Goldman Sachs, TPG back Asia data center player
Goldman Sachs and TPG Capital have led a A$400 million ($306 million) round of funding for AirTrunk, a Singapore-based data center provider that is currently developing facilities in Australia and has plans to expand region-wide.
Approximately 60% of the investment comprises equity and the rest debt, Robin Khuda, founder and CEO of AirTrunk, told The Australian Financial Review. TPG participated through TSSP, its dedicated credit and special situations platform. A senior debt facility was committed by ING Bank and Natixis.
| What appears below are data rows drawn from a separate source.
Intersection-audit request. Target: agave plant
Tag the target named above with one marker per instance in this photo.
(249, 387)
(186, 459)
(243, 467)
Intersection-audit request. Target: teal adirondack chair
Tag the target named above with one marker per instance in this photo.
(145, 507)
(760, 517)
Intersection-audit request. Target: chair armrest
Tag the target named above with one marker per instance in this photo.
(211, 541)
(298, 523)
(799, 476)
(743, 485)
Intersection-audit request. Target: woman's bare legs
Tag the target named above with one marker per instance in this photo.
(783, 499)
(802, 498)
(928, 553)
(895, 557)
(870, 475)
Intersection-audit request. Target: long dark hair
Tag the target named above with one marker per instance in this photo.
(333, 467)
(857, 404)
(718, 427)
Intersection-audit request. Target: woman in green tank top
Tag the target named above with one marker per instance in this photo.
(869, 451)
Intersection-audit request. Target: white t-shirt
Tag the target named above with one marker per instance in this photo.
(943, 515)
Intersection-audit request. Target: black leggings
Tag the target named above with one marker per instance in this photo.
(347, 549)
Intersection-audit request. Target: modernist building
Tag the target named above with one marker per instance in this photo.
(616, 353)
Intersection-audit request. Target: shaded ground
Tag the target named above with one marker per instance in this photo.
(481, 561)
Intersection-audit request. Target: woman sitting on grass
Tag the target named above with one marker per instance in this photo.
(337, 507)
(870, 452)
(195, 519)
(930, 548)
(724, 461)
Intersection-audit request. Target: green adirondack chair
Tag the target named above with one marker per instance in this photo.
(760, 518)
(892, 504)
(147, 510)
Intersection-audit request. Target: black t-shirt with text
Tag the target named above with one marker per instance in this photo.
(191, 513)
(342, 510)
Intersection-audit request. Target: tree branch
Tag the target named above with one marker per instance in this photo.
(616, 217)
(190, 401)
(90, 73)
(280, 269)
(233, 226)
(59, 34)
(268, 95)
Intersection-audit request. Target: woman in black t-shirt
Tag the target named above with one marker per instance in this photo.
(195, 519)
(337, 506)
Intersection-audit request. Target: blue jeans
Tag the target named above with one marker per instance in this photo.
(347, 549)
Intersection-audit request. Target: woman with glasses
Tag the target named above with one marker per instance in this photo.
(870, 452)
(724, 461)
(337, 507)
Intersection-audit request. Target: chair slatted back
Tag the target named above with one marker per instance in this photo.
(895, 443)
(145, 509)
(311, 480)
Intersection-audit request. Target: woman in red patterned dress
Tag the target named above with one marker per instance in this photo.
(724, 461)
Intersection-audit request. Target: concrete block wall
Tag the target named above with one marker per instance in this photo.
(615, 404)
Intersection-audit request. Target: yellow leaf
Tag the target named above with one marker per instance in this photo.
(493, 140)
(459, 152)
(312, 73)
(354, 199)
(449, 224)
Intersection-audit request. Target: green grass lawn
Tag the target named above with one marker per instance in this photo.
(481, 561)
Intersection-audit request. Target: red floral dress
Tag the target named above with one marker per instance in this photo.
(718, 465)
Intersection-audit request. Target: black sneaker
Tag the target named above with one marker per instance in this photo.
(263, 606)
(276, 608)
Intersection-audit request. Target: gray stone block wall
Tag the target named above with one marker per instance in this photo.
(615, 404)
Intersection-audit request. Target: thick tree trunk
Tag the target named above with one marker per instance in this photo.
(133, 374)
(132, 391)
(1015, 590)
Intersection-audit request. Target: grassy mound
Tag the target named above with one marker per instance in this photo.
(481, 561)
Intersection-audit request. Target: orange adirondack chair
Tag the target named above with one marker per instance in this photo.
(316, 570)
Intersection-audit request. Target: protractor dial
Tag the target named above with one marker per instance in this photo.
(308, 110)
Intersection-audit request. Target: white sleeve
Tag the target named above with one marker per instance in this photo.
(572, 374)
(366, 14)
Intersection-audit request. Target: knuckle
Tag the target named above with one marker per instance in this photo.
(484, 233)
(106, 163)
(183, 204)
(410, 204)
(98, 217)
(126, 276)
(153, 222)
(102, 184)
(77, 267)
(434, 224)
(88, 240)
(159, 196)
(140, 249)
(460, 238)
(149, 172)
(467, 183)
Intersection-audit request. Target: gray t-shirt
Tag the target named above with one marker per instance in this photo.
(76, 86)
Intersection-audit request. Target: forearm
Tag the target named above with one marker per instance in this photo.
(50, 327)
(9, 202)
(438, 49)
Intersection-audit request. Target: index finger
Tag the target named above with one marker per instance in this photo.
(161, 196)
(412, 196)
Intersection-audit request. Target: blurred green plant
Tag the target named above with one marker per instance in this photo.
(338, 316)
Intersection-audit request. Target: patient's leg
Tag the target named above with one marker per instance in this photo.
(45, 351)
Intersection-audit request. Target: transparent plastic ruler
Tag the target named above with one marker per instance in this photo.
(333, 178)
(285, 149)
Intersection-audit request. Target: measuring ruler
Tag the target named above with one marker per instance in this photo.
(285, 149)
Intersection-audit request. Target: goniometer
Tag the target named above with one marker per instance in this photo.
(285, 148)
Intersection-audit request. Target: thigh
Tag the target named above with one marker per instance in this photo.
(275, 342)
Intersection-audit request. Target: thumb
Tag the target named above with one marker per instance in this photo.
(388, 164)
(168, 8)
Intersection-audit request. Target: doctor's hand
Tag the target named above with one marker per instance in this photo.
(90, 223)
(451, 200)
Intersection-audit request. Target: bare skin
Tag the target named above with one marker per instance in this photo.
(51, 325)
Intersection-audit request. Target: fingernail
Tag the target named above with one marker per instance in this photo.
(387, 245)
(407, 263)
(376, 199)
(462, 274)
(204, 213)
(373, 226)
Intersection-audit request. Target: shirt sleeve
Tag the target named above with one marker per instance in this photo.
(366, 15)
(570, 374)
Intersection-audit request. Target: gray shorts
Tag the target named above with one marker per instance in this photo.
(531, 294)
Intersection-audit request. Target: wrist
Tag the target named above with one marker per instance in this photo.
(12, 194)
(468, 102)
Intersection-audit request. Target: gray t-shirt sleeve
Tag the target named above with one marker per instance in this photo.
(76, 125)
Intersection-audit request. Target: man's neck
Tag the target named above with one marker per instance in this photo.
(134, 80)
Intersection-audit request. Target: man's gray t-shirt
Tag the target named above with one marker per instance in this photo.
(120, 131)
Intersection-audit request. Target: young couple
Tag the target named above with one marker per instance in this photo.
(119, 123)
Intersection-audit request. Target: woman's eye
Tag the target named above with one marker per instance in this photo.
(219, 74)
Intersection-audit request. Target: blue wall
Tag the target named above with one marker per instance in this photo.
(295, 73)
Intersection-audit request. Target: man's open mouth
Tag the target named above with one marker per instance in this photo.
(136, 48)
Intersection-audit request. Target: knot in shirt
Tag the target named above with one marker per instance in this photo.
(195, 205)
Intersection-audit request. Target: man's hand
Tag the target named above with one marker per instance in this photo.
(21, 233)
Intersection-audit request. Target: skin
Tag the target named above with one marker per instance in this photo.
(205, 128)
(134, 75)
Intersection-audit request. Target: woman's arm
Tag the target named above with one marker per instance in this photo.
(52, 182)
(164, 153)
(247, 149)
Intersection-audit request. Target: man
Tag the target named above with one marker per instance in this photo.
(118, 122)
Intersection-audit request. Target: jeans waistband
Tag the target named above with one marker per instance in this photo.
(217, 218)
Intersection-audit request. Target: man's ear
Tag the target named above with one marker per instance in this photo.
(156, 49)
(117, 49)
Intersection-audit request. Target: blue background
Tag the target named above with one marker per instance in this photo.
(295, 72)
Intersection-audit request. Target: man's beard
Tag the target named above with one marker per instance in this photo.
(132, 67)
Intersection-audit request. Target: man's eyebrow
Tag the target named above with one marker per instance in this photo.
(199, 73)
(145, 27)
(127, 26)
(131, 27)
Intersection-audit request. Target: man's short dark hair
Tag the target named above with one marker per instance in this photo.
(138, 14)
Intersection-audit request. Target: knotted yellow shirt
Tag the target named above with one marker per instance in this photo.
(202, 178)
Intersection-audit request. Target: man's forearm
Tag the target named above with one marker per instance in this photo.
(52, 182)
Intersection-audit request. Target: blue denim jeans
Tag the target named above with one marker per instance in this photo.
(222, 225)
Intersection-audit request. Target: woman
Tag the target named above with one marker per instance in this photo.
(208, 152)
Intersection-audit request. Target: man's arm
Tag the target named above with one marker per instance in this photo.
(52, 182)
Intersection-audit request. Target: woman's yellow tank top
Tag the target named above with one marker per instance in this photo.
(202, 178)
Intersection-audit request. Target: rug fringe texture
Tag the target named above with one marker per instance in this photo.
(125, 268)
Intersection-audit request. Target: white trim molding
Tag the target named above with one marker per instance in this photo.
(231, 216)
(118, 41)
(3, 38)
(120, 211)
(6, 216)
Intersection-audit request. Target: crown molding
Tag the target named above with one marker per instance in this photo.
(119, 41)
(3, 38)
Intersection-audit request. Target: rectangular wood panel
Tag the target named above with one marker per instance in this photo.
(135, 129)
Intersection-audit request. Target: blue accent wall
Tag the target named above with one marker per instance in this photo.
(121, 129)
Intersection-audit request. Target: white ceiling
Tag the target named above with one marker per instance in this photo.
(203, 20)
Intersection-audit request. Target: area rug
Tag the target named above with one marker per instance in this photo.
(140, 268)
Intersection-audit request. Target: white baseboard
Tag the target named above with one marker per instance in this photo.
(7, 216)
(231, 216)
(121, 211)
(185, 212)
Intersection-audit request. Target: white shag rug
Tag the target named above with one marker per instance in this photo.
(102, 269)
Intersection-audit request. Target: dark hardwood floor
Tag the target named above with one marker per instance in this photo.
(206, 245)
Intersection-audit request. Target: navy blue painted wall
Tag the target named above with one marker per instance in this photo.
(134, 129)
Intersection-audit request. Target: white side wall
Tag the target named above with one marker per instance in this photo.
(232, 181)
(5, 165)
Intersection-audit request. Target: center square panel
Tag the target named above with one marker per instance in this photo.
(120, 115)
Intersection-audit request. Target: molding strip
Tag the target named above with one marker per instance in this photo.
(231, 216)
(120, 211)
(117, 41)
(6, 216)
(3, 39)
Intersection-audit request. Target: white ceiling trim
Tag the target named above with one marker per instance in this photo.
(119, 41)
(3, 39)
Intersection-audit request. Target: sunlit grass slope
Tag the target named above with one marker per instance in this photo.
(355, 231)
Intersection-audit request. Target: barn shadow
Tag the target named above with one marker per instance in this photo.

The capital will support data centers in Sydney and Melbourne due to go online in the third quarter of 2017.
Khuda established the company in 2014, having previously spent three years with NextDC, an Australian data center provider with capacity of more than 103 megawatts nationwide and a market capitalization of A$925 million. He also helped establish Australia’s first data center real estate investment trust (REIT), the Asia Pacific Data Centre Trust, which owns several NextDC-operated properties.
The data centers in Sydney and Melbourne will have initial capacity of 20 MW, rising to 120 MW once fully completed. AirTrunk also has a three-year plan to invest more than A$2 billion in creating a data center platform that covers the entire Asia Pacific region.
“I am delighted to have completed this capital raising that will lay a solid platform in fulfilling our ambition in becoming the Asia-Pacific region’s leading data center platform supporting large-scale enterprise and technology companies,” Khuda said in a statement. “We had a strong level of interest in our fundraising process globally, but Goldman Sachs and TSSP stood out for their level of support, industry knowledge and commitment to the AirTrunk business over the long-term.”
According to NextDC’s most recent annual report, Gartner predicts that by 2019 more than 30 of the 100 largest vendors’ new software investments will shift from cloud-first to cloud-only. This is reflected in an estimate made by Microsoft last year that the share of revenue generated by its cloud products – Office365, CRM and Azure – would increase three-fold to 30% by 2018.
Australia has seen considerable investment and capacity building in data centers – Frost & Sullivan projects the market will see compound annual growth of 13% between 2015 and 2021, reaching A$2 billion in value – as global players increase their local presence. However, the industry is seeing growth across the Asia Pacific region, with telecom providers and technology companies often taking the lead.
There is also private equity involvement. Last year, Warburg Pincus established a joint venture with 21Vianet that will develop and acquire data centers in China, while GDS Holdings – a Chinese operator backed by SBCVC and global data center player Singapore Technologies Telemedia – raised $192.5 million in a US IPO.
In Australia specifically, Quadrant Private Equity secured a 3.4x return on Canberra Data Centers (CDC) as Infratil and Commonwealth Superannuation Corp. bought a majority stake in the business for A$784 million. CDC’s customer base primarily comprises federal government agencies.